Beyond the Youth

Working on some art


I don’t know what it’s like to have a child of my own, especially one who is facing struggles I have never personally dealt with. I imagine worry, stress, fear, confusion and potentially desperation are words to describe the emotions that come with it. Only those of you who have your own children may understand. I see the pain of youth, deep and dark. Some of those youth I see or speak to on a daily basis. I am with them in the mess of their lives.

Yes, I love each of the youth I work with but I still can’t understand the feeling of having responsibility for a child who can’t get out of bed; who wont eat; who cries themselves to sleep every night. The things that happen, the choices they make, it just doesn’t always make sense but haven’t we all been there. For some of us, we’re even in it right now.

You may be asking why I’m going on about this idea. It’s because I want you to see a side of youth work that is unexpected and profound. It’s when the parents just need someone to talk to, when they need someone to hear their concerns, their fears and their dreams for their children. Lately I have had the privilege of speaking with several parents. I had a conversation with a father about his daughter. She hadn’t been eating and hates how she looks. I just told her father that they (him and his wife) weren’t alone, their daughter had talk to me about her struggle and that I too was walking along side her in this. He looked at me solemnly and thanked me, all he wanted was for his little girl to feel good in her own skin and he wasn’t sure how to help her. But he was relieved in part that this wasn’t all on him and his wife.

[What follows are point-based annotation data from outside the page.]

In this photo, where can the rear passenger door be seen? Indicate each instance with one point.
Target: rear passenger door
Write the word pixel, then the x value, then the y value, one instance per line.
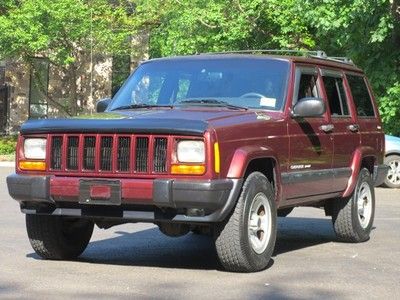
pixel 346 136
pixel 367 115
pixel 311 145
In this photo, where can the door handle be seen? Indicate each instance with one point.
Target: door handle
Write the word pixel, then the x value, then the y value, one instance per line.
pixel 353 127
pixel 327 127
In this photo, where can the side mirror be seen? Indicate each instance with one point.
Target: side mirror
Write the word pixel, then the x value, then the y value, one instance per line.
pixel 102 105
pixel 309 107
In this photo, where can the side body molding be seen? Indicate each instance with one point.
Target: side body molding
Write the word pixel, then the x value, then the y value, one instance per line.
pixel 359 154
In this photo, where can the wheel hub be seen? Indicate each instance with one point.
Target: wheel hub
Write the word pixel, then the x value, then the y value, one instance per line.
pixel 364 205
pixel 259 223
pixel 394 172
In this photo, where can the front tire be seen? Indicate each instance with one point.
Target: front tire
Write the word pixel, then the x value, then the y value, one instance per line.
pixel 246 240
pixel 56 237
pixel 392 179
pixel 353 217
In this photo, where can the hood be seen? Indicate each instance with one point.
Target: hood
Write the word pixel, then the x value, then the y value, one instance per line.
pixel 184 121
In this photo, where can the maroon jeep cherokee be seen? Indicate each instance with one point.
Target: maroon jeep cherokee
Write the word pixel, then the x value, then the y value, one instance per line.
pixel 219 143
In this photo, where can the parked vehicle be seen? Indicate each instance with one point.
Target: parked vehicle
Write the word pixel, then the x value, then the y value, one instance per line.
pixel 392 159
pixel 218 143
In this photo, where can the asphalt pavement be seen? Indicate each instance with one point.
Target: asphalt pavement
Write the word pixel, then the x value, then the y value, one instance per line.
pixel 135 261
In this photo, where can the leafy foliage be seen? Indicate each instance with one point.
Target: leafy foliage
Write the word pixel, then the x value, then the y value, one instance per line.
pixel 7 145
pixel 64 31
pixel 367 31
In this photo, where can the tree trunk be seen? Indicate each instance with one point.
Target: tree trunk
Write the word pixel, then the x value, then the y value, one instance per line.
pixel 73 95
pixel 395 9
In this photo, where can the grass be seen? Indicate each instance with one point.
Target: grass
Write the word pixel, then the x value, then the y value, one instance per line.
pixel 7 146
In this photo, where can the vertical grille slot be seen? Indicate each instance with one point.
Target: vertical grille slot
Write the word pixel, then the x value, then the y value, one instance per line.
pixel 89 149
pixel 160 155
pixel 124 154
pixel 106 153
pixel 72 153
pixel 142 149
pixel 56 150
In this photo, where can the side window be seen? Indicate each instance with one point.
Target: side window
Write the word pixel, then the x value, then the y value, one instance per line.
pixel 335 92
pixel 307 86
pixel 361 97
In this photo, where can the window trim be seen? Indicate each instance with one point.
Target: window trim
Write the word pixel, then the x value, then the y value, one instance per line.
pixel 336 74
pixel 306 70
pixel 371 98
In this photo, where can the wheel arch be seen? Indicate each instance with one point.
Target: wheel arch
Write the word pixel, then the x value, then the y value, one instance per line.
pixel 255 158
pixel 363 157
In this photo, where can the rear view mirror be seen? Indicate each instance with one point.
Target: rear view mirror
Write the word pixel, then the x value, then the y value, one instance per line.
pixel 102 105
pixel 309 107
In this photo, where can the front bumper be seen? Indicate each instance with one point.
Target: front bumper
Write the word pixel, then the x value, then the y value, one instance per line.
pixel 380 173
pixel 141 199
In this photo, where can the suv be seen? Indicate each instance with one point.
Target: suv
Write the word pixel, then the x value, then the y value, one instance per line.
pixel 216 144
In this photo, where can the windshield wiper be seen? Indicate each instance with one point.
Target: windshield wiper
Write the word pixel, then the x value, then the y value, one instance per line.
pixel 212 102
pixel 140 105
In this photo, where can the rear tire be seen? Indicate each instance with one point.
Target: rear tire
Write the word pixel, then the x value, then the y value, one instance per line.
pixel 353 217
pixel 392 179
pixel 57 237
pixel 246 240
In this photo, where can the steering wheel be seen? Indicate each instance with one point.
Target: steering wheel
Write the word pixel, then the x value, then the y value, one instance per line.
pixel 252 95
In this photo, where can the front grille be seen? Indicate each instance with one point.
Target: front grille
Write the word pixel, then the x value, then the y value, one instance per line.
pixel 56 153
pixel 124 154
pixel 160 155
pixel 89 148
pixel 142 150
pixel 72 153
pixel 106 153
pixel 109 153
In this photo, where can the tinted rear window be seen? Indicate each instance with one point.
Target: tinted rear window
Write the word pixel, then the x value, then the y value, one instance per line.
pixel 362 99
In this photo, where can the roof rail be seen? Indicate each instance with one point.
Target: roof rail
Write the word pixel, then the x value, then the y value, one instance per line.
pixel 315 54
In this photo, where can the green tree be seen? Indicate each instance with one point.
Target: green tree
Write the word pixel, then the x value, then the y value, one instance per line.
pixel 366 31
pixel 369 33
pixel 184 27
pixel 64 31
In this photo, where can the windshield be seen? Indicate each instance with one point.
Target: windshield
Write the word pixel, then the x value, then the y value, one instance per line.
pixel 241 82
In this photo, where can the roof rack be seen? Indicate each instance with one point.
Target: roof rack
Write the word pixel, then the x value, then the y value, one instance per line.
pixel 315 54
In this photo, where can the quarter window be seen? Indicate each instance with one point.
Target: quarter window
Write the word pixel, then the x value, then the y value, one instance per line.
pixel 361 97
pixel 336 95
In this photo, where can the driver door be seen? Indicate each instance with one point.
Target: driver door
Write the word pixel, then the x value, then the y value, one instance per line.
pixel 309 175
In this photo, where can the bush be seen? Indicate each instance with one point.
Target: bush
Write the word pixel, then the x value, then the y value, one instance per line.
pixel 8 145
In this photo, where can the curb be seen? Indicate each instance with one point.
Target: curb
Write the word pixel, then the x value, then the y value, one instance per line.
pixel 7 164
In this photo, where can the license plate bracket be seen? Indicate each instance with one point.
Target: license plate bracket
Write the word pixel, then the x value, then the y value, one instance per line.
pixel 100 192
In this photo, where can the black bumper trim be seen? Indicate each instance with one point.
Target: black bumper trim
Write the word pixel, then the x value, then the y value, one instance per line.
pixel 380 173
pixel 216 197
pixel 29 188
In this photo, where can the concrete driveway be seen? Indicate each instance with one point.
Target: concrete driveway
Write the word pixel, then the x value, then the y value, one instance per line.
pixel 136 261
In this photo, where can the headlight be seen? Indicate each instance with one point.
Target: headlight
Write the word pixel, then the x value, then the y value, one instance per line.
pixel 35 148
pixel 191 151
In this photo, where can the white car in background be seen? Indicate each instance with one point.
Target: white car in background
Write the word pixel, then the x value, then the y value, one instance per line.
pixel 392 159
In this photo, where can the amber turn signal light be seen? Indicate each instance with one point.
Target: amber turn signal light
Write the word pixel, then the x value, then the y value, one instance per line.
pixel 32 165
pixel 188 169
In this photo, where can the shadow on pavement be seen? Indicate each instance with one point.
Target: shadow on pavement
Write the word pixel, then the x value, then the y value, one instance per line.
pixel 151 248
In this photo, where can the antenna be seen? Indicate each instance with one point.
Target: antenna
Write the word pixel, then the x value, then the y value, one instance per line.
pixel 91 57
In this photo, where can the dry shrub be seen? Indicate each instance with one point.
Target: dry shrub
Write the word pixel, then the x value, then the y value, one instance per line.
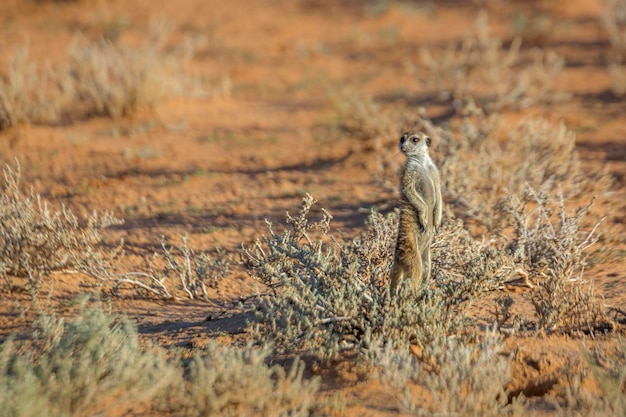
pixel 85 367
pixel 97 78
pixel 481 161
pixel 328 295
pixel 36 240
pixel 94 363
pixel 175 273
pixel 481 71
pixel 237 382
pixel 459 379
pixel 550 251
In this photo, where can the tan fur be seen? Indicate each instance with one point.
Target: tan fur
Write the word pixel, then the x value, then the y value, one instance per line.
pixel 420 211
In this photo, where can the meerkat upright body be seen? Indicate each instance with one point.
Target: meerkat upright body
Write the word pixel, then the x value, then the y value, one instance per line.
pixel 420 211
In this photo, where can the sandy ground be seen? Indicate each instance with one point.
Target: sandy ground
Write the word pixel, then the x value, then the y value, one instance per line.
pixel 215 166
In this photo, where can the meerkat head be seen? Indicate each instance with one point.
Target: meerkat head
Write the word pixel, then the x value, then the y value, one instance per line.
pixel 414 143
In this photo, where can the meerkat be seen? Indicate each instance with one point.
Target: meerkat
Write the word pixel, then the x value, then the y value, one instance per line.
pixel 420 211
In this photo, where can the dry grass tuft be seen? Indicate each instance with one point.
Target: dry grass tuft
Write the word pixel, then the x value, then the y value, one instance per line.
pixel 516 78
pixel 97 78
pixel 36 241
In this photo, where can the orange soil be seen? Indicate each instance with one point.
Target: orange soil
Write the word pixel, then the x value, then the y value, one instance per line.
pixel 216 167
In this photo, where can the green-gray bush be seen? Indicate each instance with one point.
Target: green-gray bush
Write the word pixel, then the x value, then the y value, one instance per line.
pixel 237 382
pixel 329 296
pixel 35 240
pixel 86 365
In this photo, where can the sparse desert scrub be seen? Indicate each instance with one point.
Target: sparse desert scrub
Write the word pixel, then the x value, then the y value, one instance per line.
pixel 481 160
pixel 36 240
pixel 327 295
pixel 96 78
pixel 83 366
pixel 461 378
pixel 550 248
pixel 176 272
pixel 613 18
pixel 481 71
pixel 237 382
pixel 94 362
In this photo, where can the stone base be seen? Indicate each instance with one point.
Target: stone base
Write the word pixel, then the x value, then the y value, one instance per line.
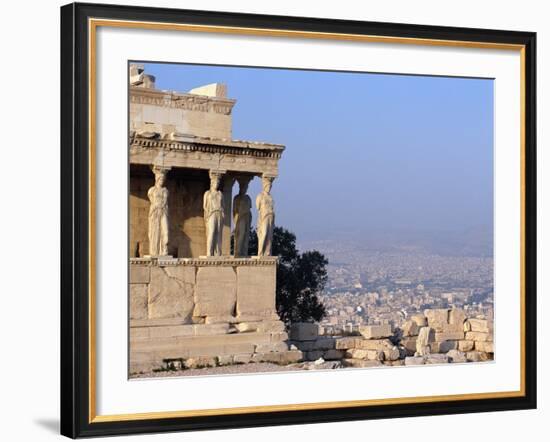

I spoke with another parent this week when I dropped a student off at their house. Their mom came out to speak with me and, as she discussed with me how her child had been lately, she looked at me and said “I just want her to be happy”. Tears rolled down her face. She just didn’t know how to help her child anymore. She told me she was thankful that myself and my teammates were such a huge help in her child’s life. That she knew even though her child wouldn’t talked to her, at least they were talking to responsible, loving people.

These moments say to me that we really can’t do life alone, that we were never meant to. That I get to be a part of these parents journey’s in raising their children, that I get to be a safe place for their cherished child to express themselves, that I get to be there with them, as youth and parents. That in all of this, my work is not just for the youth as individuals but also for strengthening the families as a whole.

I wrote this quote and it seems fitting:

The cross is a call to life that’s reached the scariest unknown and comes back from it with hope.